SO… I just came back from the crazy inferno of people, games, meetings, beer, gameswag and
hangovers that is Gamescom, and I thought I’d share some light on what goes on in Cologne once a year.
It’s hard to describe Gamescom to someone who has never experienced it themselves.
It’s similar to VR in that regard: Those who have tried it can nod at each other knowingly
and talk about how mindblowing it is, but words just don’t do it justice for someone who has not tried it themselves.
Pictures might help a little bit though, so I’ll share those too!
The first rule of Gamescom: Show up early or don’t bother at all.
After the doors open to the public all hallways look like this and getting from one end to the other is slow going.
Your best bet is to flow with the tide of gamers and hope the currents take you where you need to go.
You don’t want to be behind this lot (or in front when the gates open and the stampede begins).
Our agenda for Gamescom was mostly focused on meetings in the business section,
as well as showing of our sweet arcade machine at the Sweden Game Arena-booth,
So we escaped the worst chaos out in the public section, but there are always times when you
have to go out there and weave through the crowds. Best get it done early.
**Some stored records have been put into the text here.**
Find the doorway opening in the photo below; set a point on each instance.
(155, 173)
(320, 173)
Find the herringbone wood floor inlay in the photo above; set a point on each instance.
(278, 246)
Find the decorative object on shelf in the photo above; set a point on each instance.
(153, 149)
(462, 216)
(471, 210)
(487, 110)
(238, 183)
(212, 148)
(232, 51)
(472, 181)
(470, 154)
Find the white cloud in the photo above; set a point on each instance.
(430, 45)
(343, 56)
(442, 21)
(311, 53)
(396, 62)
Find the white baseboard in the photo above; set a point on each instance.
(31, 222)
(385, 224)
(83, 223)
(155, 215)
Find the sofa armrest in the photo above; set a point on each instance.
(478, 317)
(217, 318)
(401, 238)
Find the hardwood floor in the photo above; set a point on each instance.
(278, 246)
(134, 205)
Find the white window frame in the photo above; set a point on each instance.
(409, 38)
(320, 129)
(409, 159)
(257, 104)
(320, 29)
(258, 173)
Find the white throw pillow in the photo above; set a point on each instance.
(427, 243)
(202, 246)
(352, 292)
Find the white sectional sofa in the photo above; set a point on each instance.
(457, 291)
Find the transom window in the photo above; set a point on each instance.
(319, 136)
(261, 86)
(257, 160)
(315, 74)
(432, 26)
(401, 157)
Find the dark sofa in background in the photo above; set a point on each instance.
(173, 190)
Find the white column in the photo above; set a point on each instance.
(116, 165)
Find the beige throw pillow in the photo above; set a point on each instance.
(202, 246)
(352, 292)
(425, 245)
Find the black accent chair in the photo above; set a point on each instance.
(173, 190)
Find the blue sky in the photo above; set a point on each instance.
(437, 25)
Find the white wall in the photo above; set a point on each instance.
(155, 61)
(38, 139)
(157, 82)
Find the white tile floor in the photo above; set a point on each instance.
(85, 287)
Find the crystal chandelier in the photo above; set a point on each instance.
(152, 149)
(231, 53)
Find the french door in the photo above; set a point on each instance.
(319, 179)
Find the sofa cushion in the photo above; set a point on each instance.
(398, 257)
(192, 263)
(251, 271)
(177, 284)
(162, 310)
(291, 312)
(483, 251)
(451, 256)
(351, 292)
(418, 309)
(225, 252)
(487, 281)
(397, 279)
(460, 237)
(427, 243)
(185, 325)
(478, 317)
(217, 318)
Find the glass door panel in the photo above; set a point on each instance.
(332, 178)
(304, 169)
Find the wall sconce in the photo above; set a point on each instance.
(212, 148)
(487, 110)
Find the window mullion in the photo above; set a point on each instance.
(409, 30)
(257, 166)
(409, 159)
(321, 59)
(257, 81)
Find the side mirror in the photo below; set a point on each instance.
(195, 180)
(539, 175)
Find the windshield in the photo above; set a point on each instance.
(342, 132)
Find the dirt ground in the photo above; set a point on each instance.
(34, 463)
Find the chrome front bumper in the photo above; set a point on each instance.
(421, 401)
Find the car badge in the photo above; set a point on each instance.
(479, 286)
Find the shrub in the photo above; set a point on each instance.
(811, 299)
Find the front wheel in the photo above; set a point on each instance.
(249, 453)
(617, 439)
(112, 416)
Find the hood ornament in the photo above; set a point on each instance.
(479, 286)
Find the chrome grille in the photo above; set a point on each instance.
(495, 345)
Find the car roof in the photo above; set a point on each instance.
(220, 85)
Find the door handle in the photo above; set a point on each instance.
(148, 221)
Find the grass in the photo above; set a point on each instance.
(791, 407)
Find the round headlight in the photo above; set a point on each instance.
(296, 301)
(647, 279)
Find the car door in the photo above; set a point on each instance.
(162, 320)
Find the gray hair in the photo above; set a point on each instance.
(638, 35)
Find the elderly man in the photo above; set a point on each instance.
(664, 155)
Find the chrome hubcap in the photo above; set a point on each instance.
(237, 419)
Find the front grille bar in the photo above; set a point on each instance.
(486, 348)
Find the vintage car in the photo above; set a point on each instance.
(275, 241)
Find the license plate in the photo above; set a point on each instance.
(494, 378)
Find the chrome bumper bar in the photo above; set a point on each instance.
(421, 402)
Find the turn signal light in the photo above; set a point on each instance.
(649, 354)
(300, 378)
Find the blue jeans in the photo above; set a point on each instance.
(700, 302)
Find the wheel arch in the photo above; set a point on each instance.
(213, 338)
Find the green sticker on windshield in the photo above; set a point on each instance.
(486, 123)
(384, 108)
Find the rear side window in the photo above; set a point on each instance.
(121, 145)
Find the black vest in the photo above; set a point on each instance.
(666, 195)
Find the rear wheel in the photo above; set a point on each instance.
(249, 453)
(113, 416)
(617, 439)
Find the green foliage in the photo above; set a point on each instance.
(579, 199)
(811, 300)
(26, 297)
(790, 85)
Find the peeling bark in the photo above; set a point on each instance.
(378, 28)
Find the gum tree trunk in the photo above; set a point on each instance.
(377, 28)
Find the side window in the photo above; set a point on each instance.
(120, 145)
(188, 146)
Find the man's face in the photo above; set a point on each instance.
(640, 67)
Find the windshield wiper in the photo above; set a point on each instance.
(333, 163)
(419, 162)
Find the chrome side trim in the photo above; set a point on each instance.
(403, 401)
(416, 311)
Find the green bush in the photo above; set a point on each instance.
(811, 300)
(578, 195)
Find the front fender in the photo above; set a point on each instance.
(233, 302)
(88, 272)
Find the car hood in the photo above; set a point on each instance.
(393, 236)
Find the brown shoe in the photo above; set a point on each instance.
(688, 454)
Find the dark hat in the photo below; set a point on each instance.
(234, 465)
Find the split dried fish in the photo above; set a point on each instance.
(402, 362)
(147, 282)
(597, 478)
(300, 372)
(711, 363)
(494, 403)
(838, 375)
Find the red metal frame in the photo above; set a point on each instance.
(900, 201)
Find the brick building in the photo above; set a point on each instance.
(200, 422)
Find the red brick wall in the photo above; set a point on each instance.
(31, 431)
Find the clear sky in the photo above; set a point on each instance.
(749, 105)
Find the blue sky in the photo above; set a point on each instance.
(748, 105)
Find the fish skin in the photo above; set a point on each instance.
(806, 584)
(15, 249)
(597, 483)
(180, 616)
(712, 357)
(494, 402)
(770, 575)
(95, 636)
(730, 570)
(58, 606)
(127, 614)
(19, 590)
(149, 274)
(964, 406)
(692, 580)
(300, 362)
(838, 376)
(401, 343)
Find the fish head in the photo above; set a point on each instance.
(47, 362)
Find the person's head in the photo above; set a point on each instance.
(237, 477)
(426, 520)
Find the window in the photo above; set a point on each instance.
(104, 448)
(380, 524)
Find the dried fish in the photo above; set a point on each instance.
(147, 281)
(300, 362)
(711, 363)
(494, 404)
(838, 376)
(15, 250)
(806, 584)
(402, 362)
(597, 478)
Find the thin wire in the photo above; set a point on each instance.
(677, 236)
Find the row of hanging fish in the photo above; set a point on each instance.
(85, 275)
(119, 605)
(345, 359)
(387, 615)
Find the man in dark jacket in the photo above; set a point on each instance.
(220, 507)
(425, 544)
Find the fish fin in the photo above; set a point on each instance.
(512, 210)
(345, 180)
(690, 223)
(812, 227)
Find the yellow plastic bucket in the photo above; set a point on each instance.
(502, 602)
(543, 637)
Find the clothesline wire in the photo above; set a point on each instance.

Second rule: Book your meetings early
Most publishers and developers fill up their agendas weeks before the chaos starts.
If you still haven’t booked meetings when you show up, don’t worry. The meetings are actually not the important thing:
what you want is a big stack of business cards (or emails) so you can follow up with peeps after the event.
Chances are that most of the meetings you have just become one big blurr in your mind anyway, so the follow up
is what get you stuff signed. To get a hold of said business cards you can do two things: Run around the business section
and find all publisher booths. There you ask for whom to contact for a game pitch, and most of them will give you
the contact info without much of a hazzle. That’s why they came to Gamescom, after all.
The second way is to follow rule three.
Third rule: Go to ALL THE PARTIES
A wise woman once told me that as a game developer you should go to every developer gathering
that involves beer (thanks Tau)that you possible can. Her words are especially true at events like Gamescom,
because at parties you can actually talk to a lot more people and build connections that
can be usefull the rest of your career. Free beer is also nice, but consider it a bonus.
The real value is making friends and let people know you are still in business.
I had a blast at the Paradox Party this year, and made a new friends. I also talked business
with people I did not have a chance to meet at the conference, which is not uncommon at all.
Make sure to exchange business cards with as many people as you can,
and write notes on the cards to remember what you talked about.
You can never have too many friends!
Combining advice two and three seems tiring? It is! Getting back to your hotel at 02:30
and being back in business at the venue before 09:00 is not the average workday,
but that’s basically what you need to do to get the most out of Gamescom as an indie.
Drink Coffee and sleep on the way home! (That and aspirin is how I survive the madness).
That’s all I had to share today. I had a blast at the event,
and I’m allready looking forward to next year!